Сообщения о сопротивлении крестьян весной 1920 г. поступали в Москву со всех сторон – из Вятской, Воронежской, Курской, Орловской, Пензенской, Смоленской, Тульской и других губерний. На первом месте по активности борьбы были крестьяне Уфимской, Вятской, Пермской, Екатеринбургской губерний, где хлеб выметали «под метлу». Вновь поднялась волна дезертирства, давшая за январь – июнь 1920 г. 1093 тыс. человек, а добровольная явка дезертиров уменьшилась в два раза [2: 137, 138].
По данным ЦК по борьбе с дезертирством, в первые две недели 1920 года были задержаны 36 097 дезертиров, добровольно явились 29 871. Властям удавалось задержать лишь незначительную часть дезертиров: так, на учете только в одной Владимирской губернии в январе 1920 г. числилось 37 186 дезертиров. В начале лета в Тверской губернии насчитывалось 8, 5 тыс. дезертиров, в Тамбовской – 35 тыс. [3: 230–231, 233, 272].

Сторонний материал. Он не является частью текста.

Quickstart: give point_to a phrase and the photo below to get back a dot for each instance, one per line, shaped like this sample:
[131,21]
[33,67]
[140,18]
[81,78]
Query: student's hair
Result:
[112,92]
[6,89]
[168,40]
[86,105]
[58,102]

Волна восстаний нарастала. В феврале – марте 1920 г. восстания разгорелись в Тульской губернии (Крапивенский, Богородицкий, Чернский уезды), Воронежской (Острогожский, Алексеевский, Бо-гучарский, Павловский, Калачский, Валуйский), Самарской (районы Абдулино, Глуховская, Покровская, Новотроицкое, Тураево, Бак-ташево), Пензенской (Ижморское, Ушинское), Уфимской губернии [3: 243–252].